In the early years, part of my job was to provide software and SQL scripts to support the process of onboarding new clients who had been using some other benefits enrollment system. The clients would generate export files or reports or whatever they could get from the system they were currently using, and we would have to upload that into our system. We also had to upload coverage and pricing information from insurance vendors, so the system could present employees with accurate pricing for their benefit choices.
It was a mess. No matter how strenuously the client insisted their data was clean, our import process would inevitably kick out records that had problems, and we would send the customer a variety of exception reports explaining what needed to be fixed.
- “Why do these six employees have spouses of the same sex?” (This was before that was legal and accepted by insurance plans.)
- “Fourteen people have spousal medical coverage for a dependent coded as a child. For each one, which is wrong? The spousal coverage level or the child relationship?”
- “These employees are in Group A and the Premier coverage level, but the insurance pricing file doesn’t include Premier coverage for Group A employees. Do we downgrade their coverage, or do you need to get us a new insurance pricing file?”
- “This person has two children with the same name and birthdate. Can we assume they are duplicates or do you want to check with the employee?”
And so on.
Keep in mind that this wasn’t raw, hand-entered data. It had been exported from another computerized benefits administration record-keeping system, which presumably had data integrity checks of its own. And still there were almost always exceptions, where people had inadvertently snuck bad data into the system.
More recently, I’ve been processing data about the Covid-19 pandemic to generate charts that I post to Twitter.
I pull data from four different sources: The U.S. Census Bureau, the Covid Tracking Project, the Center for Systems Science and Engineering (CSSE) at Johns Hopkins, and the Illinois Department of Public Health (IDPH). Each one is formatted differently, and the quality varies. Census data is immaculately curated, but the format is weird by modern standards. The IDPH data is in a more modern format, but there are oddities. The Covid Tracking and CSSE data is assembled, often by hand, from a variety of sources, so a quantity such as number of tests can have a different meaning depending on its source — e.g. do confirmation tests count as another test or are they bundled into the first one?

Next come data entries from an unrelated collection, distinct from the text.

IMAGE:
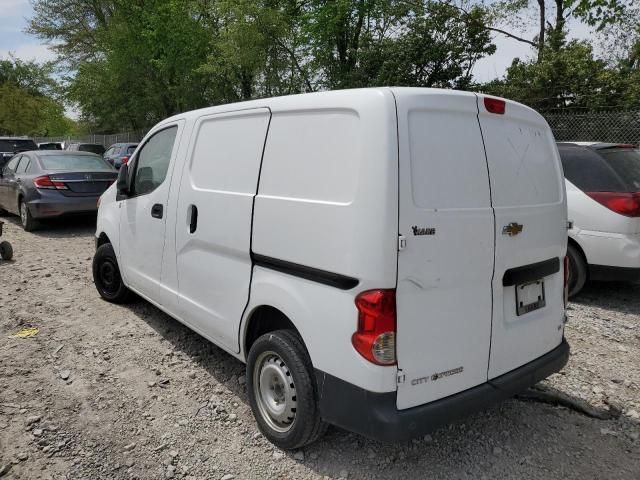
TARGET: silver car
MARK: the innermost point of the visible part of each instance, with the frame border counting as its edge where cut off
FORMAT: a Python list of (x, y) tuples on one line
[(50, 183)]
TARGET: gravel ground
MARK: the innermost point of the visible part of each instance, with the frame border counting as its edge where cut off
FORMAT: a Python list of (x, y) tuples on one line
[(121, 392)]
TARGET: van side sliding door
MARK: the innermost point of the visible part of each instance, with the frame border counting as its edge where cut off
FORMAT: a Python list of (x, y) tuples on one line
[(213, 223)]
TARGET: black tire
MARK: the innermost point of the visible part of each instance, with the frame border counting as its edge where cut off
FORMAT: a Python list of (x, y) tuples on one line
[(106, 276), (577, 270), (29, 224), (304, 425), (6, 250)]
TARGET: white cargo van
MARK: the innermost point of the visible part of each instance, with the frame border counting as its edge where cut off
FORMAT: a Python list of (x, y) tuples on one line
[(385, 260)]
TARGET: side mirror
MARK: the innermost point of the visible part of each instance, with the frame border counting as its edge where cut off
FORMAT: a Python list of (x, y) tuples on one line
[(122, 183)]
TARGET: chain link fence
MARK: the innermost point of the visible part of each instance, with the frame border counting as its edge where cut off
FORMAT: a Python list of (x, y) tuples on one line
[(106, 140), (614, 127), (610, 127)]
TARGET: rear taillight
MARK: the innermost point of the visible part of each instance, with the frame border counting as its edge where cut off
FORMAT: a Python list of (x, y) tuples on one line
[(627, 204), (566, 280), (375, 339), (45, 182), (495, 105)]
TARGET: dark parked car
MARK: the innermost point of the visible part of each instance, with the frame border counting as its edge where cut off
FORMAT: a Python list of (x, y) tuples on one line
[(9, 146), (50, 146), (119, 153), (86, 147), (50, 183)]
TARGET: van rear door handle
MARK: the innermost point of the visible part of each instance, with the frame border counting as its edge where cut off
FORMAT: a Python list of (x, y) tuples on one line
[(193, 221), (156, 210)]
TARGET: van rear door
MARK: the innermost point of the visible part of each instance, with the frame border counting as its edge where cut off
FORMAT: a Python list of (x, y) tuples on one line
[(444, 273), (527, 191)]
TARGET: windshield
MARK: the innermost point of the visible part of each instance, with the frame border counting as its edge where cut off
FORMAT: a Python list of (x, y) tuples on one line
[(91, 147), (17, 145), (74, 162), (626, 163)]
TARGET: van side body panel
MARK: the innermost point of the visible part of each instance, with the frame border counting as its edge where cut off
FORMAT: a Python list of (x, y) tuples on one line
[(328, 188), (213, 220), (328, 200)]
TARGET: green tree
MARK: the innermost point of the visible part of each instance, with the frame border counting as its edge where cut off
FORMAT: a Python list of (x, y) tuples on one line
[(568, 78), (28, 100)]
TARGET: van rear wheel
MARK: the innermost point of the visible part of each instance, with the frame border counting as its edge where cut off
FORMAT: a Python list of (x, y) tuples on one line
[(577, 270), (106, 276), (282, 390)]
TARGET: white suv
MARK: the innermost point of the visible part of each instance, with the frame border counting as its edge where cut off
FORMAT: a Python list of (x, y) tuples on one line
[(603, 196), (384, 260)]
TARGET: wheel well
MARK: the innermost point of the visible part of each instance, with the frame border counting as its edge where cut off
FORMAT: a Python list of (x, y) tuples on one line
[(265, 319), (577, 246), (102, 239)]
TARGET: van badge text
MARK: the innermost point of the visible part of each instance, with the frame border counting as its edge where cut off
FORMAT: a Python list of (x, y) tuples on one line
[(423, 230), (512, 229), (436, 376)]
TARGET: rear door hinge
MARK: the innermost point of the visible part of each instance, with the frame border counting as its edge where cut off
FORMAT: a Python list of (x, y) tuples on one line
[(402, 242)]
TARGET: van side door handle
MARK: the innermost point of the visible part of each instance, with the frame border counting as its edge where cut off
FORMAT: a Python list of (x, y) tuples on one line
[(193, 221), (156, 210)]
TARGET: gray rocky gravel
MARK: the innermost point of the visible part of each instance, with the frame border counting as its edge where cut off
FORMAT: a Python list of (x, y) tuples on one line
[(146, 398)]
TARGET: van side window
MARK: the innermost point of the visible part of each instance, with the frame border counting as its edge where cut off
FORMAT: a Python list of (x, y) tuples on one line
[(153, 161)]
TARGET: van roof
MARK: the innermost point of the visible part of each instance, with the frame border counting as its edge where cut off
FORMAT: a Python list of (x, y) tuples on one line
[(597, 145), (333, 98)]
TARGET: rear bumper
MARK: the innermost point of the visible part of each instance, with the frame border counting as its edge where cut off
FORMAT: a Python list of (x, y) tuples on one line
[(605, 273), (61, 205), (375, 415)]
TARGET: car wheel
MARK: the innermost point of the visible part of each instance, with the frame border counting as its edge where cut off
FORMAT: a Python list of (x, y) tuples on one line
[(27, 221), (6, 250), (577, 270), (282, 390), (106, 276)]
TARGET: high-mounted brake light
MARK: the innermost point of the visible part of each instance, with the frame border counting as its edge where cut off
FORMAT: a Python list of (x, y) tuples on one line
[(495, 105), (627, 204), (46, 183), (375, 338)]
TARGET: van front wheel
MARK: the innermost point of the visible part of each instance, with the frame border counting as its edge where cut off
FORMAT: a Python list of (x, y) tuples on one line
[(106, 276), (282, 390)]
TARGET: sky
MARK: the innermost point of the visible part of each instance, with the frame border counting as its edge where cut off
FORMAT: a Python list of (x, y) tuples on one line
[(14, 14)]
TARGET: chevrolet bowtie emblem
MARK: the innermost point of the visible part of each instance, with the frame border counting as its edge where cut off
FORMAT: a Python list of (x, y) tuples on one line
[(512, 229)]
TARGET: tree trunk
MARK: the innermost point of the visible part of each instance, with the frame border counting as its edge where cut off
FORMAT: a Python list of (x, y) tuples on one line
[(541, 32)]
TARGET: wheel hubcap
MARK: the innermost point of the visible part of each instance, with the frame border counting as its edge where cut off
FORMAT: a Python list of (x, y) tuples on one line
[(109, 276), (275, 391)]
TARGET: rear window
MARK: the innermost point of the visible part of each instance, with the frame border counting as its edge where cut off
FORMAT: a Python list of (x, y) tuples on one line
[(50, 146), (93, 148), (17, 145), (626, 163), (586, 170), (74, 162)]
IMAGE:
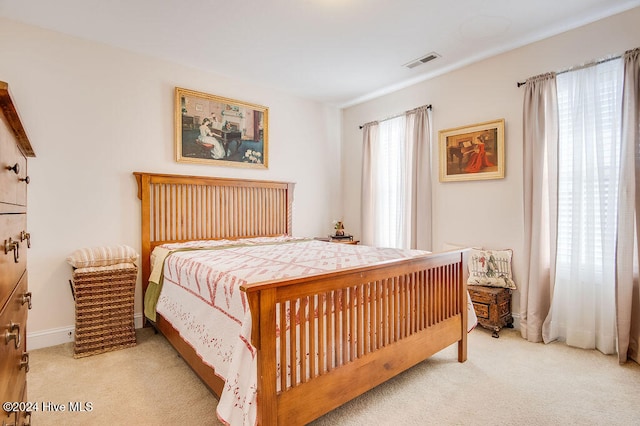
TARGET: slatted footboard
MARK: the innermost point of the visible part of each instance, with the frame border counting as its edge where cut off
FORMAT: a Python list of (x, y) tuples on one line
[(347, 332)]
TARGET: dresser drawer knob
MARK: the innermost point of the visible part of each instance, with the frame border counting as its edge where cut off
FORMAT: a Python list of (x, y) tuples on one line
[(24, 362), (13, 334), (26, 298), (15, 168), (15, 416), (10, 245), (24, 235)]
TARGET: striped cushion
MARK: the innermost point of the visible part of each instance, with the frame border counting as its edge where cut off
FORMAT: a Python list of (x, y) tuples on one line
[(102, 256), (491, 268)]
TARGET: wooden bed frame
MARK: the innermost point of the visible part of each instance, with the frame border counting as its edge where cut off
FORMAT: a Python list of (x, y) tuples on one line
[(386, 317)]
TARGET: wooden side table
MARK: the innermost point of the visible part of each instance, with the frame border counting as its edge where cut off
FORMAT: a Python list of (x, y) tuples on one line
[(492, 306)]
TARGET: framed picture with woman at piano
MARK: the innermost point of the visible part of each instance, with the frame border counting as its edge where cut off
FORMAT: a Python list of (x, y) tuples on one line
[(220, 131), (472, 152)]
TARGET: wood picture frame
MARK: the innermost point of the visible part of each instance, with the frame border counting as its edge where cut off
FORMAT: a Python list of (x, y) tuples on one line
[(474, 152), (219, 131)]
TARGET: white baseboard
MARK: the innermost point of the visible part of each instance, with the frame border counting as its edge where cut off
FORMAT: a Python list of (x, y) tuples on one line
[(59, 336)]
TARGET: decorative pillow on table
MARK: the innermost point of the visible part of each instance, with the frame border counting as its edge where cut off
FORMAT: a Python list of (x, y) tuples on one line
[(491, 268), (102, 256)]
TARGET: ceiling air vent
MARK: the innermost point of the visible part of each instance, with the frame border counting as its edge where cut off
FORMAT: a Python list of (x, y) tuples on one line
[(423, 60)]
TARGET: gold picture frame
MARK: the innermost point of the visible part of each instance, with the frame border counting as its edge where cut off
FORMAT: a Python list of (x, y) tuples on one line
[(219, 131), (474, 152)]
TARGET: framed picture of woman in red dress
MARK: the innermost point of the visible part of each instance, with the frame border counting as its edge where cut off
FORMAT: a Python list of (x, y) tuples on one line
[(473, 152)]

Almost all the data follows a weekly cycle of highs and lows, presumably as data entry falls behind on the weekends and then catches up during the week, so I usually smooth it with a 7-day rolling average. Sometimes values change abruptly — perhaps because lost data is finally entered, or when the definition of the data changes (e.g. reporting a new type of test). There are days where the counts are the same as the day before, because no one entered new data. These are often followed by days where everything changes twice as much, as the report catches up to reality.
Data about humans, created by humans, processed by humans, and reported by humans, is something of a mess.
Data scientists love to show off fancy models, cool machine learning applications, and elegant visualizations. But an awful lot of the real work of data science is cleaning the data. For example, the rt.live project, which calculates real-time estimates of Rt for Covid-19 in every state makes dozens of corrections to the raw data before feeding the model. Data science textbooks have chapters on data preparation, and every major data science toolkit includes facilities for cleaning up data.
My point is that elections are just another example of data collection — created by humans, processed by humans, and reported by humans — and there’s going to be a mess. Ballots will be mis-read and mis-recorded. Some ballots will be lost, sometimes in ones and twos, and sometimes by the boxload. It’s a messy process, and things will have gone wrong.
I’m not trying to excuse fraud here, and an accurate count should be the goal. Errors should be corrected. Misplaced ballots should be found and counted. Illegal votes should be discarded. But not every human error is a sign of fraud.